Pengoptimalan Fungsi Lingkungan Embung Melalui Evaluasi dan Pendekatan Lanskap Menggunakan Sistem Informasi Geografis (SIG)
Marina Yuliarti, Dr. Mohammad Pramono Hadi, M.Sc.; Dr. Ngadisih, S.T.P., M.Sc.
2023 | Tesis | MAGISTER ILMU LINGKUNGANPembangunan berbagai macam embung di Indonesia telah dilakukan oleh pemerintah pusat, pemerintah daerah, maupun masyarakat sendiri untuk memenuhi berbagai kebutuhan. Dalam perkembangannya banyak sekali embung yang menghadapi masalah oleh berbagai sebab, baik karena faktor alam, sosial budaya, maupun kelembagaan. Sementara evaluasi fungsi lingkungan embung setelah pembangunan jarang dilakukan. Penelitian ini bertujuan untuk mengevaluasi fungsi lingkungan embung Krapyak dan Tonogoro yang berada pada tipe bentuklahan yang berbeda, salah satunya pada puncak bukit. Secara khusus penelitian ini mencoba membandingkan kapasitas embung sebelum digunakan dengan kapasitas embung beberapa tahun kemudian. Di sisi lain, kami mencoba membandingkan volume limpasan permukaan daerah tangkapan air (DTA) terhadap kapasitas tampung embung. Pengamatan lapangan dilakukan untuk mendapatkan data batimetri dan untuk memvalidasi penggunaan lahan daerah tangkapan air embung. Data yang terkumpul dianalisis melalui metode evaluasi, Soil Conservation Service Curve Number (SCS-CN), dan menggunakan Sistem Informasi Geografis (SIG). Arahan mitigasi kekeringan dan sedimentasi embung diberikan berdasarkan pertimbangan penambahan daerah tangkapan air hujan untuk embung yang berada di puncak bukit dan pengerukan sedimen untuk embung yang berada di aliran sungai. Hasil evaluasi menunjukkan bahwa (1) ukuran embung tidak sesuai dengan potensi air yang ditampung (2) Potensi penambahan luas DTA hujan untuk meningkatkan volume air embung Tonogoro adalah 565,75 m2 (3) Laju sedimentasi embung Krapyak adalah 699,6 m3 per tahun (4) Estimasi biaya pemeliharaan embung Krapyak dengan cara pengerukan hasil sedimen per tahun adalah Rp.6.910.800,- dan (5) Bisa dimungkinkan pemeliharaan embung Krapyak dilakukan secara partisipatif kelembagaan/organisasi karena pengelolaan dilakukan secara bersama antar stakeholder. Perlu tindaklanjut terkait optimalisasi manajemen kelembagaan pengelola embung. Jadi, embung pada bentuklahan yang berbeda memiliki pendekatan berbeda untuk mengoptimalkan fungsinya.
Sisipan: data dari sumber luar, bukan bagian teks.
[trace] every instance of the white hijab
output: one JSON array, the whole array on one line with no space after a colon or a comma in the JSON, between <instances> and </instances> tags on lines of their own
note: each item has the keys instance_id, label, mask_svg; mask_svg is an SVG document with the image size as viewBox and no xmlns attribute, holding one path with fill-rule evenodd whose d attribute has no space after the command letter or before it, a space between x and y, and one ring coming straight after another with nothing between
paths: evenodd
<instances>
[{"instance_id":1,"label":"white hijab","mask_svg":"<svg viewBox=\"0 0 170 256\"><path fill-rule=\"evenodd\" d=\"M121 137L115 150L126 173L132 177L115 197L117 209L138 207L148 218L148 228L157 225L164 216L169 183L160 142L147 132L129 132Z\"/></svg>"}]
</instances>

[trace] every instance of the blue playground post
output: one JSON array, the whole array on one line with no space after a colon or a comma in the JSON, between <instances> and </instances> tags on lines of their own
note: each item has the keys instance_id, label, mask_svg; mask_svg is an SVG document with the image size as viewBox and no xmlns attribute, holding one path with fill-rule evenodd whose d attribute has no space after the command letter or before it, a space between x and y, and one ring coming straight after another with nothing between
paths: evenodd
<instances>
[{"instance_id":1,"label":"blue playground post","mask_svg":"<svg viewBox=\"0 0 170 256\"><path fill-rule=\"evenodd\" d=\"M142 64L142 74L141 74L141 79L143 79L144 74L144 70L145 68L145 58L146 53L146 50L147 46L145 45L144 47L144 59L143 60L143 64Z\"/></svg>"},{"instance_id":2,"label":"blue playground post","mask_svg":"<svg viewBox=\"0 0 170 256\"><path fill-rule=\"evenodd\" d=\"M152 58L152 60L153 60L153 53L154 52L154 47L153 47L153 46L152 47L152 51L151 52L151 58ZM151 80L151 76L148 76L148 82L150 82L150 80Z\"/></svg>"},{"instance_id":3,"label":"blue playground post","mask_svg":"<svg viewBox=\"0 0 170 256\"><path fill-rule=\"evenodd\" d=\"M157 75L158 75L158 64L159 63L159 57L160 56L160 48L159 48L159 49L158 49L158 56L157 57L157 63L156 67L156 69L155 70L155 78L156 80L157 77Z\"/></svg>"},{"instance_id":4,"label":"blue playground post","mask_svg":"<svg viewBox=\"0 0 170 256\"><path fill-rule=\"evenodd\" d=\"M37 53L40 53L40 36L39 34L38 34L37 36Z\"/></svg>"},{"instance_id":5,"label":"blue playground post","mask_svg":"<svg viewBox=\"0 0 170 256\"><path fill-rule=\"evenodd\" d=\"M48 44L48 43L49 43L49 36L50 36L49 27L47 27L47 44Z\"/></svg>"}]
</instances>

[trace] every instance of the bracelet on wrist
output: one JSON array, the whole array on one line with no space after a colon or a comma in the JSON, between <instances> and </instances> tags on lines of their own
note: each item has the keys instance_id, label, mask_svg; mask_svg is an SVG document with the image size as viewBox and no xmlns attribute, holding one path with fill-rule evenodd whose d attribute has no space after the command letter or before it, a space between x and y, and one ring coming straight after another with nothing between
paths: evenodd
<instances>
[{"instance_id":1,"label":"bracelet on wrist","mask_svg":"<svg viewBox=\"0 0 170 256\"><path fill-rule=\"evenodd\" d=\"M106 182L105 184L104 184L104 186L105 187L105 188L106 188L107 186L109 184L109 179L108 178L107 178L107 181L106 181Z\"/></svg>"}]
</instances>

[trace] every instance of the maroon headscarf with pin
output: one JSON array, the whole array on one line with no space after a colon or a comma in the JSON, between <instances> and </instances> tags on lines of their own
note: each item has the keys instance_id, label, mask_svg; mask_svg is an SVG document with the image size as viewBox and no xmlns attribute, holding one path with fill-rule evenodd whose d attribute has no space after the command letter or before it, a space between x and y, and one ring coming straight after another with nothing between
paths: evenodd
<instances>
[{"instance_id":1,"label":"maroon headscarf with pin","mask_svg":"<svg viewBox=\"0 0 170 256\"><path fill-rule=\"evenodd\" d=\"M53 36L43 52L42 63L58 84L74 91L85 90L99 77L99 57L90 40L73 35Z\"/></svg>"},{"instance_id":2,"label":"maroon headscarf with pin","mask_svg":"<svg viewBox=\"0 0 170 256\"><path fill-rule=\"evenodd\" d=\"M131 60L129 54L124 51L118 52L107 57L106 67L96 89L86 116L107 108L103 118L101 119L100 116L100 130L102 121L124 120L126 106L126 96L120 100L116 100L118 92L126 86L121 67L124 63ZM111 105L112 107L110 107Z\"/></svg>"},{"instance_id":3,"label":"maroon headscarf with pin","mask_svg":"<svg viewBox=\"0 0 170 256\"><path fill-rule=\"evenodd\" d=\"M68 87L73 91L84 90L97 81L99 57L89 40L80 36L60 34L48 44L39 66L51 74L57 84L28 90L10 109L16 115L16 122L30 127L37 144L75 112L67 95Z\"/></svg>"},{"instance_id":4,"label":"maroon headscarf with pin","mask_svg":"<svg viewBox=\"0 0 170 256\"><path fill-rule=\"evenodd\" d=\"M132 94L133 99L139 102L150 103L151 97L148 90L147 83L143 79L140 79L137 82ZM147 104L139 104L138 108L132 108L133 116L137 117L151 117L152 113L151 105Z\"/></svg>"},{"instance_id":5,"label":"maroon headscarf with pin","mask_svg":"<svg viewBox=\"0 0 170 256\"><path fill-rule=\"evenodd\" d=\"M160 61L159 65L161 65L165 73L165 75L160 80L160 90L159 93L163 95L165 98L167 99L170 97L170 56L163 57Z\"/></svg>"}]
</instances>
The development of various types of retention basin (embungs) in Indonesia has been carried out by the central government, regional governments, and the community itself to meet various needs. In its development, many retention basins have faced problems due to various reasons such as natural factors, socio-cultural, and organization. While, the evaluation of the environment function of retention basin after construction is rarely carried out. This study aimed to evaluate the environment function of the Krapyak and Tonogoro retention basins which are located on different landform types, one of them laid on the top of hill. In particular, this study tried to compare the capacity of the retention basin before it is used with the capacity of the basin a few years later. On the other hand, we tried to compare the surface runoff volume of the catchment area to the retention basin capacity. Field observations were carried out to obtain bathymetry data and to validate land use in the catchment area. The collected data were analyzed through the evaluation method, the Soil Conservation Service Curve Number (SCS-CN), and using the Geographic Information System (GIS). The word, to mitigate the drought and sedimentation of basin by adding rainwater catchment areas for basin that are on the top of the hill and dredging sediments for retention basin that are in the river flow. The evaluation results show that (1) the size of the retention basins did not match the potential of the stored water (2) The potential for additional rainwater catchment area to increase the water volume of the Tonogoro basin was 565.75 m2 (3) The sedimentation rate of the Krapyak basin was 699.6 m3 per year (4) The estimated cost of maintaining the Krapyak basin by dredging sediment products per year was Rp.6,910,800.- (5) The maintenance of the Krapyak basin must be carried out in an institutional/organizational participatory manner because management was designed jointly between stakeholders. However, follow-up is needed to optimize the institutional management of the retention basins manager. So, retention basin on different landforms have different approaches to optimizing their function.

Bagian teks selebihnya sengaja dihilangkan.